Autores como Clifford Woolf e Mitchell Max enfatizaram, há mais de duas décadas,
a relação da dor com disfunções do sistema nervoso, transcendendo lesões
teciduais. As definições atuais propõem que “agora sabemos que alguns tipos de
dor, embora não estejam associados a lesão tecidual, estão associadas a disfunções
do sistema nervoso”, promovendo o entendimento pautado em uma ampla
conceituação que considera múltiplas possibilidades biológicas (incluindo o sistema
nervoso e cérebro) e influências psicossociais, dentro de um modelo complexo e
multidimensional em saúde, o modelo biopsicossocial. A avaliação por mecanismos
neurofisiológicos (neuropático, nociceptivo e nociplástico) permite abordagens
individualizadas, ultrapassando paradigmas patoanatômicos e cinesiopatológicos.
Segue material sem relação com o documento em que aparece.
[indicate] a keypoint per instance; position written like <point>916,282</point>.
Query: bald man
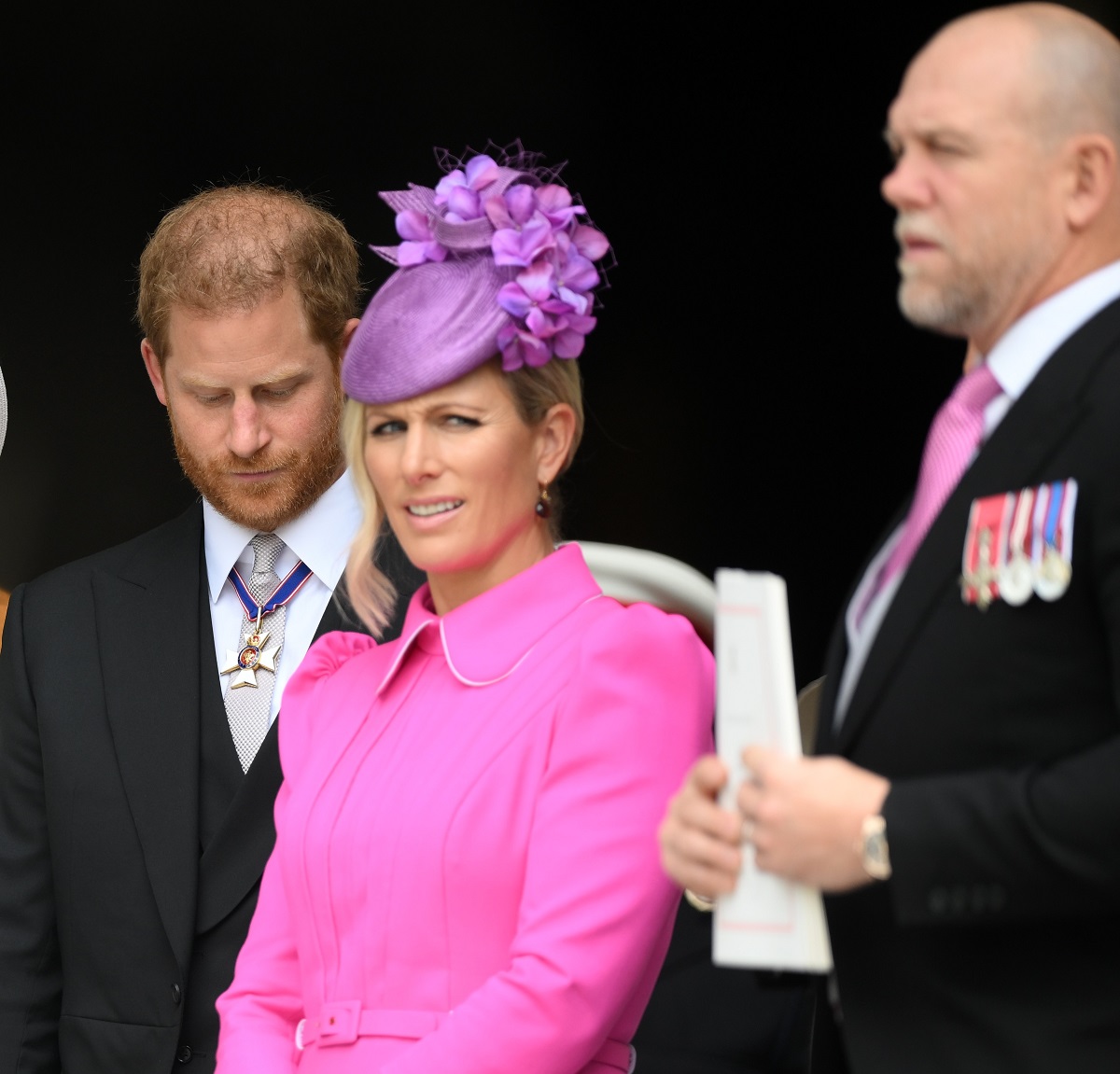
<point>967,832</point>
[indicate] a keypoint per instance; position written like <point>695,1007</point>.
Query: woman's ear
<point>553,437</point>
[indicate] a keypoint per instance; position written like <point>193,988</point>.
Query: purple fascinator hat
<point>497,258</point>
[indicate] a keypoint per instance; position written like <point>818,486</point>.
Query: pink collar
<point>485,639</point>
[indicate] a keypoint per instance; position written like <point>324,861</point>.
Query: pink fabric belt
<point>344,1022</point>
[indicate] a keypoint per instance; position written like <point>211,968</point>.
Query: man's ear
<point>554,436</point>
<point>347,335</point>
<point>155,370</point>
<point>1091,179</point>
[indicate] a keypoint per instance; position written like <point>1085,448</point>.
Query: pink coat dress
<point>466,874</point>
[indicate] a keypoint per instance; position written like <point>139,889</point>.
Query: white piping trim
<point>525,656</point>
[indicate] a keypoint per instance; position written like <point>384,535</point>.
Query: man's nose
<point>906,186</point>
<point>247,430</point>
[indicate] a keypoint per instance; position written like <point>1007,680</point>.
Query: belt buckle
<point>339,1023</point>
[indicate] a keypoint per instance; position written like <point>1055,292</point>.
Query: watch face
<point>876,856</point>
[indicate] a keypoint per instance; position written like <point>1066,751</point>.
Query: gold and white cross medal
<point>253,656</point>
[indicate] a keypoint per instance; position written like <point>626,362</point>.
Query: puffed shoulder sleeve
<point>303,692</point>
<point>596,911</point>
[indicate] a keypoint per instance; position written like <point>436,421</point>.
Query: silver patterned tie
<point>247,705</point>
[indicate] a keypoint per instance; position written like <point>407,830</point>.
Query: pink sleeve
<point>597,910</point>
<point>262,1007</point>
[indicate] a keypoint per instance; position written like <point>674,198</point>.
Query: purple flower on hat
<point>589,241</point>
<point>419,245</point>
<point>459,189</point>
<point>554,202</point>
<point>511,216</point>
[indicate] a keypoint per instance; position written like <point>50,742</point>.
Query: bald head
<point>1005,132</point>
<point>1070,66</point>
<point>230,249</point>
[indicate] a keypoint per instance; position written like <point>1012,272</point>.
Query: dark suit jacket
<point>996,944</point>
<point>116,933</point>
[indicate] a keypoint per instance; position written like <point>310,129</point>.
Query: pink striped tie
<point>953,437</point>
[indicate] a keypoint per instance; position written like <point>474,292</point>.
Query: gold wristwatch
<point>873,848</point>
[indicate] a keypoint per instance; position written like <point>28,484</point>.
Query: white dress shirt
<point>320,537</point>
<point>1015,361</point>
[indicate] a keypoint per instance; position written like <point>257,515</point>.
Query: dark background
<point>755,398</point>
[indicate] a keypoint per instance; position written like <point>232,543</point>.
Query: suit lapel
<point>148,638</point>
<point>1014,458</point>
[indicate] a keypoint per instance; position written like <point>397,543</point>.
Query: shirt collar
<point>320,537</point>
<point>485,639</point>
<point>1024,348</point>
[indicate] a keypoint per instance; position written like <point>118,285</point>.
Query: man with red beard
<point>139,688</point>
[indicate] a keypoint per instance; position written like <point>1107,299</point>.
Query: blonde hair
<point>533,391</point>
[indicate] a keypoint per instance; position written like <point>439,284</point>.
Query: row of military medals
<point>257,654</point>
<point>1018,544</point>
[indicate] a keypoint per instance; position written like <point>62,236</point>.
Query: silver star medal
<point>252,658</point>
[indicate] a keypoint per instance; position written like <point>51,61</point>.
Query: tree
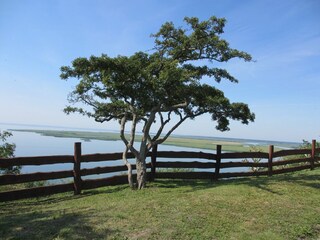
<point>150,88</point>
<point>7,151</point>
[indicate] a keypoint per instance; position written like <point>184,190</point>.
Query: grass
<point>279,207</point>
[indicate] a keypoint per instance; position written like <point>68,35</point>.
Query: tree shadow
<point>50,225</point>
<point>262,182</point>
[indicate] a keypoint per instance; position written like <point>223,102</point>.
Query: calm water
<point>33,144</point>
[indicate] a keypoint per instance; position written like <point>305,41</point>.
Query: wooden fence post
<point>271,150</point>
<point>218,161</point>
<point>76,168</point>
<point>313,154</point>
<point>153,162</point>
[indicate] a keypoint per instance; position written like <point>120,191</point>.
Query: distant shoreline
<point>208,143</point>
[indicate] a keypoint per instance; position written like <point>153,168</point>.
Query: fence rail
<point>309,159</point>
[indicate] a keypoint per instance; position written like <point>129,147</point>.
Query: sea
<point>34,144</point>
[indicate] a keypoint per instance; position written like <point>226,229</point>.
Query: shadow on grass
<point>306,178</point>
<point>50,225</point>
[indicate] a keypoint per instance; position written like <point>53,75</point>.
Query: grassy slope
<point>174,141</point>
<point>278,207</point>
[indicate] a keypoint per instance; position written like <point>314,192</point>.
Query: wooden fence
<point>273,164</point>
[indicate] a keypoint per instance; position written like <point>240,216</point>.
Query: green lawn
<point>278,207</point>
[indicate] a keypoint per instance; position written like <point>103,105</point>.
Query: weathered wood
<point>290,152</point>
<point>218,163</point>
<point>102,170</point>
<point>185,165</point>
<point>184,175</point>
<point>111,181</point>
<point>76,168</point>
<point>270,159</point>
<point>185,154</point>
<point>153,162</point>
<point>31,177</point>
<point>111,169</point>
<point>37,160</point>
<point>35,192</point>
<point>242,174</point>
<point>290,161</point>
<point>102,157</point>
<point>242,164</point>
<point>291,169</point>
<point>243,155</point>
<point>313,154</point>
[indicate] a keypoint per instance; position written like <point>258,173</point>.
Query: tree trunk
<point>141,172</point>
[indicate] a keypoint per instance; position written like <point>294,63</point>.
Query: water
<point>33,144</point>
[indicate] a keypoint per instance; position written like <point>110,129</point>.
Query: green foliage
<point>7,151</point>
<point>166,80</point>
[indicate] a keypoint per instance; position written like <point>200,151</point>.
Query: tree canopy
<point>157,84</point>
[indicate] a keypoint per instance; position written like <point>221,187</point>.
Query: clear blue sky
<point>282,87</point>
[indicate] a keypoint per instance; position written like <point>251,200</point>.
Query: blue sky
<point>282,87</point>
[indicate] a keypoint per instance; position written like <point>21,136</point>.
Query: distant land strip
<point>239,145</point>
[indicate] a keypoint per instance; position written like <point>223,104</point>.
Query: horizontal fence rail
<point>271,163</point>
Ignorar esses mecanismos prejudica a orientação da reabilitação conforme proposto
pelas pesquisas atuais. Uma lacuna entre a geração, divulgação científica e
aplicação clínica surge. Daí a proposta de um recurso educacional inovador: o
QuestionaDor. Trata-se de um jogo interativo, destinado a alunos de fisioterapia do
último ano, visando aprofundar o estudo das evidências atuais sobre dor de maneira
envolvente e lúdica. O estudo é exploratório e quali-quantitativo, visando alunos de
Fisioterapia no último período de uma instituição no interior do Rio de Janeiro.
Espera-se que esses participantes adquirirão maior habilidade diagnóstica e
prognóstica ao ingressarem no mercado de trabalho, favorecendo a adesão aos
tratamentos. O produto educacional busca aliviar dificuldades na compreensão dos
mecanismos neurofisiológicos da dor, aumentando a confiança e precisão dos
futuros fisioterapeutas em sua abordagem com essa condição.